The WHO justifies the high limits with the several broad claims: there are “significant uncertainties and absence of consensus” over whether PFAS cause health problems, as well as no consensus among EU and US regulatory agencies as to what drinking water limits should be. Dourson and Cotruvo pointed to studies that supported those arguments.

But regulators like the EPA and the New Jersey department of environmental protection raised concerns with the WHO’s guidelines, which the latter called “not public health-protective or scientifically supportable” in a public rebuke of the WHO.

“NJ DEP identified the need for many revisions in both the factual information and the conclusions about health effects,” it wrote.

Jamie DeWitt, a researcher at East Carolina University, said some studies cited by the WHO were misrepresented in the draft, and added, “The science was distorted in ways that some might consider to be inappropriate.”

Some level of uncertainty is inherent in chemical exposure studies, she added, but said the WHO “inflates it” in a way that seems designed to preclude protective drinking water limits.

“Unless we do experiments on humans where we give people prescribed amounts of chemicals, then we’re never going to know 100% that a particular disease is caused by a particular [chemical] exposure,” she said, adding that multiple human studies on humans who were inadvertently exposed to PFAS strongly link the chemicals to health problems.

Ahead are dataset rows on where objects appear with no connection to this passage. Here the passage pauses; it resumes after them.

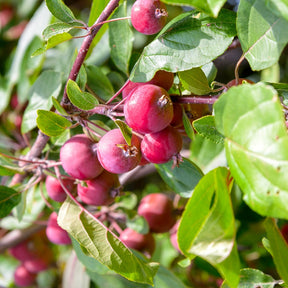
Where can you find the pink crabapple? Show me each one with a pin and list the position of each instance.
(99, 191)
(158, 210)
(79, 158)
(148, 109)
(115, 155)
(148, 16)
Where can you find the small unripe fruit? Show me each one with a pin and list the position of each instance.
(23, 277)
(148, 16)
(55, 233)
(99, 191)
(160, 147)
(55, 190)
(148, 109)
(157, 209)
(79, 158)
(115, 155)
(141, 242)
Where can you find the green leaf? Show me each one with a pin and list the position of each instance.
(48, 84)
(182, 179)
(99, 83)
(121, 40)
(205, 126)
(209, 7)
(9, 198)
(103, 245)
(208, 216)
(278, 7)
(279, 248)
(251, 119)
(195, 81)
(56, 28)
(52, 42)
(262, 34)
(60, 10)
(185, 43)
(82, 100)
(51, 123)
(254, 278)
(125, 130)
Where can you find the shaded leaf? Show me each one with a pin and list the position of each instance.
(208, 216)
(279, 248)
(263, 39)
(48, 84)
(9, 198)
(182, 179)
(60, 10)
(185, 43)
(251, 119)
(205, 126)
(104, 246)
(51, 123)
(82, 100)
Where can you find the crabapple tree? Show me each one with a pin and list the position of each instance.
(143, 143)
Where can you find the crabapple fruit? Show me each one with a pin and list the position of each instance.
(55, 190)
(157, 209)
(23, 277)
(115, 155)
(99, 191)
(161, 78)
(141, 242)
(161, 147)
(55, 233)
(148, 16)
(148, 109)
(79, 158)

The disparity in drinking water limits, DeWitt noted, was a result of regulatory agencies across the world working under different political leadership and regulatory guidelines at the local, state and federal levels.

“[WHO] didn’t dive into the reason why [the disparity] exists,” DeWitt said.

The report also cast doubt on some specific health problems linked to PFAS, like decreased immunity, which could affect vaccines’ efficacy. The WHO argues decreased immunity isn’t clear because there hasn’t been an increase in diphtheria or other diseases for which most Americans are vaccinated.

Cotruvo has previously publicly pushed that argument, and told the Guardian research suggested that only very high levels of exposure could have an impact on vaccines.

But DeWitt noted the real issue was a weakened immune response, so even if cases of diphtheria or mumps were not increasing, people were probably more susceptible to other illnesses. She added similar problems existed in the WHO’s analyses of other health problems.

“There appears to be a lack of understanding about toxicological principles among those who authored this study,” DeWitt said.